Hovercast, most digital
Short of prehensile hands, Hovercast augments your virtual hands with menus at your fingertips that allow you to modify an environment of cubes. The advantage of the more discreet fingertip menus is that they don’t deteriorate the immersive experience. An open source demo can be downloaded for an Oculus Rift headset associated with a Leap Motion sensor.
VR-CLAY, more immersive
This demo was once in the spotlight on YouTube, followed by a downloadable beta version for owners of Oculus glasses. But ever since the wonder died down, we haven’t heard much from the Czech designers of this immersive ZBrush.
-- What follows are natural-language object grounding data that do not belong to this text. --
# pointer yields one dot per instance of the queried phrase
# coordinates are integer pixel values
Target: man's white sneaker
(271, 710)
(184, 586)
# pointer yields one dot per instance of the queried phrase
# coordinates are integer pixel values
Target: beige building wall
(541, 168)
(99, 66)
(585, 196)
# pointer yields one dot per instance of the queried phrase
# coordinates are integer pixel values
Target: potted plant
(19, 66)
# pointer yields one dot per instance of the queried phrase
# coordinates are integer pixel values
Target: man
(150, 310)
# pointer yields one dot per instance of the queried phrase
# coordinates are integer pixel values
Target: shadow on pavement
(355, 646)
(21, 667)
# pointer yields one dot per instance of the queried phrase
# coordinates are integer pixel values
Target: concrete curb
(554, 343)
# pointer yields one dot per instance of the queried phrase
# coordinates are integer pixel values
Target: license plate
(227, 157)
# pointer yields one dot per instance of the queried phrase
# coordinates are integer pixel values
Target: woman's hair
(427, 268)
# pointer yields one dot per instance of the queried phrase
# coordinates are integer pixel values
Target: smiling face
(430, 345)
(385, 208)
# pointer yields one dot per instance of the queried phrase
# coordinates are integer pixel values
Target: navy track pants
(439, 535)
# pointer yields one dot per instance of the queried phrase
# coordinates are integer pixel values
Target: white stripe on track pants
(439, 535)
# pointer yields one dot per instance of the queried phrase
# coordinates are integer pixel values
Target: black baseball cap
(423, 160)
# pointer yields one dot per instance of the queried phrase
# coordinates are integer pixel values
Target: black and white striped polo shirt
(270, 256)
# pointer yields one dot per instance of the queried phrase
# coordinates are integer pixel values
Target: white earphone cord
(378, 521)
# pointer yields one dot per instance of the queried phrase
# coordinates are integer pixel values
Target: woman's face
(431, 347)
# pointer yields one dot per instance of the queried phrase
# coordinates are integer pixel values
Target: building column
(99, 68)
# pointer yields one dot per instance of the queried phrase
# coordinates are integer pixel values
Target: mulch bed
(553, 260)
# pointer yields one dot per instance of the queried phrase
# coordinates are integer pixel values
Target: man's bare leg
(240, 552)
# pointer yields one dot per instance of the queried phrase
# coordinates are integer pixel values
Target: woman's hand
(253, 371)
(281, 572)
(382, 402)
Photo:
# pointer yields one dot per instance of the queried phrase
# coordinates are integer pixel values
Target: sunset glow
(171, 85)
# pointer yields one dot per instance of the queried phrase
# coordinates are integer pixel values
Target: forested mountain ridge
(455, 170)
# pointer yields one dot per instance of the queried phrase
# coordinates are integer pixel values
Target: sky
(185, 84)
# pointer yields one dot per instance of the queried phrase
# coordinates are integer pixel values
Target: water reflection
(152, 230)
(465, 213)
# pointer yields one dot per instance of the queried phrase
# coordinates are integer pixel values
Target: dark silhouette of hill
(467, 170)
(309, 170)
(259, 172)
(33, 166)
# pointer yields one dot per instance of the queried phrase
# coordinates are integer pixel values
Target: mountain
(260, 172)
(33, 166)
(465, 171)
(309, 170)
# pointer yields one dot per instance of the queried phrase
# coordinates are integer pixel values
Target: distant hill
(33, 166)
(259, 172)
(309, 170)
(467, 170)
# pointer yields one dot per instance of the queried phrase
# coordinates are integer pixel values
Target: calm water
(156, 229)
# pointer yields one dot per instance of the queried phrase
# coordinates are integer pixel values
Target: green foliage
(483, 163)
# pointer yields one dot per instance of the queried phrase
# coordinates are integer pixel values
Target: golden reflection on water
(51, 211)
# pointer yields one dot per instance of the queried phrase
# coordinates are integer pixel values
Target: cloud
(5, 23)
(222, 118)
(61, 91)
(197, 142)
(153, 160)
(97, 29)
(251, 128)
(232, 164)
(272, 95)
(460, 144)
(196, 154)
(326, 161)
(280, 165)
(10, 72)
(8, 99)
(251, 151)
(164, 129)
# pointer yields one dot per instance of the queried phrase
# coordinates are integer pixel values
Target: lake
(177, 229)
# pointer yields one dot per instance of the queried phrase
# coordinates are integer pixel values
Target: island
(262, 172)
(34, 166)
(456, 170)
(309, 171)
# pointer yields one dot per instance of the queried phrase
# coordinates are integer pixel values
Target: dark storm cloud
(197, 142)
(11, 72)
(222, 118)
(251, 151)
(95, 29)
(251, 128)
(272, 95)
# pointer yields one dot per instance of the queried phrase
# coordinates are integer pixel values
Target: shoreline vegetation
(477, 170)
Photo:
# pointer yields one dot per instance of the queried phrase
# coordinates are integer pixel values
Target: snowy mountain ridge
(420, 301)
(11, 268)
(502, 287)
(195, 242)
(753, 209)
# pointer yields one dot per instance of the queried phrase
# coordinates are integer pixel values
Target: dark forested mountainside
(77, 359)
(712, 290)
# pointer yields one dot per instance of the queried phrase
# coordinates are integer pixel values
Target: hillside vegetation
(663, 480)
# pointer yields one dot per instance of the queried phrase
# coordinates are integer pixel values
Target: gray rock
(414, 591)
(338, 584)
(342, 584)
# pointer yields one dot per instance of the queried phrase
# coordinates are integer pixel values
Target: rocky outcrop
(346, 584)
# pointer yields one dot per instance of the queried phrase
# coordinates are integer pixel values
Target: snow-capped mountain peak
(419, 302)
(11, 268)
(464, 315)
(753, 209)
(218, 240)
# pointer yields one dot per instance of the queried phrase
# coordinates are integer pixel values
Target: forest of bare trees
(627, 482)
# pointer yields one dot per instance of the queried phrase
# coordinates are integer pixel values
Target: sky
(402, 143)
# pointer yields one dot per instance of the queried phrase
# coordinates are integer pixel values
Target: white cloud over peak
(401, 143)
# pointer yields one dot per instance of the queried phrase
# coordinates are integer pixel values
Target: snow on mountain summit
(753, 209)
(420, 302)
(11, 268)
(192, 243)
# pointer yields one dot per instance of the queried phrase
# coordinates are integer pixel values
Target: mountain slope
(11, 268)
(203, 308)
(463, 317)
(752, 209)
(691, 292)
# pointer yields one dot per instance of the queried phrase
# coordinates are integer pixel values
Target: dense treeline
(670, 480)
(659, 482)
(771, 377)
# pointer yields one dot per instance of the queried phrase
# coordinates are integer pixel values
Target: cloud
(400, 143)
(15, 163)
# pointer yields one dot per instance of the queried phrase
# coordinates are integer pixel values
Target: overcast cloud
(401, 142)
Immersive sculpture with VRCLAY (demo, Dec. 2014):
Blender Virtual Reality Viewport, most pragmatic
Virtual Reality Viewport is an add-on for Blender, a well-known and free 3D modeling tool—to which, of course, Oculus Rift much be added. Not to be confused with BlenderVR, which converts an environment created in Blender to an immersive cube (CAVE).
Blender VR Viewport with Oculus Rift DK2, demo:
zSpace, most pro
zSpace always attracts a small crowd in tech expos. It’s an immersive cube, a room where you immerse yourself in virtual reality, which replaces a physical desk or workspace. It’s associated with glasses and a controller. The augmented reality it creates is dense, but it’s more about observing and manipulating than building.
Tilt Brush, most awaited
To get an idea of Tilt Brush, simply grab a Cardboard (Google’s 3D glasses) and download a dedicated application for smartphone to see 3D pictures appearing around you. But this demo is only a shared version of objects created on another application that requires a computer and an Oculus. Pending its release in 2016, Tilt Brush has been collecting awards and is now under the Google umbrella.
Rift Sketch, most coder
Who needs a mouse when you know how to code ? Rift Sketch is an interface that hosts the programmer, the code and the programming results. Its developer even added a webcam to display the keyboard and a Leap Motion sensor, so that you can vary your parameters with a simple gesture.
RiftSketch, demo with bird and Leap Motion:
Virtual worlds, most sandbox
Sandbox-type virtual worlds allow you to model in 3D and are compatible with VR headsets. The advantage of these social environments is cooperation—other players can edit objects along with you. In this category, there is the alpha version of High Fidelity, created by Philip Rosedale, founder of Second Life, an active platform that is compatible with Oculus. Finally, VRChat can also “socialize” content created under Unity 3D, one of the most widespread multiplatform game engines.
“Minecraft” demo with Hololens at E3 2015:
It’s no coincidence that Minecraft, another sandbox (acquired by Microsoft for 2.5 billion dollars in 2014), is used to promote the Hololens headset, Microsoft’s demo beast. The Builder Bowl building competition is organized in Paris in September as part of Immersive Education, an event dedicated to virtualization technologies.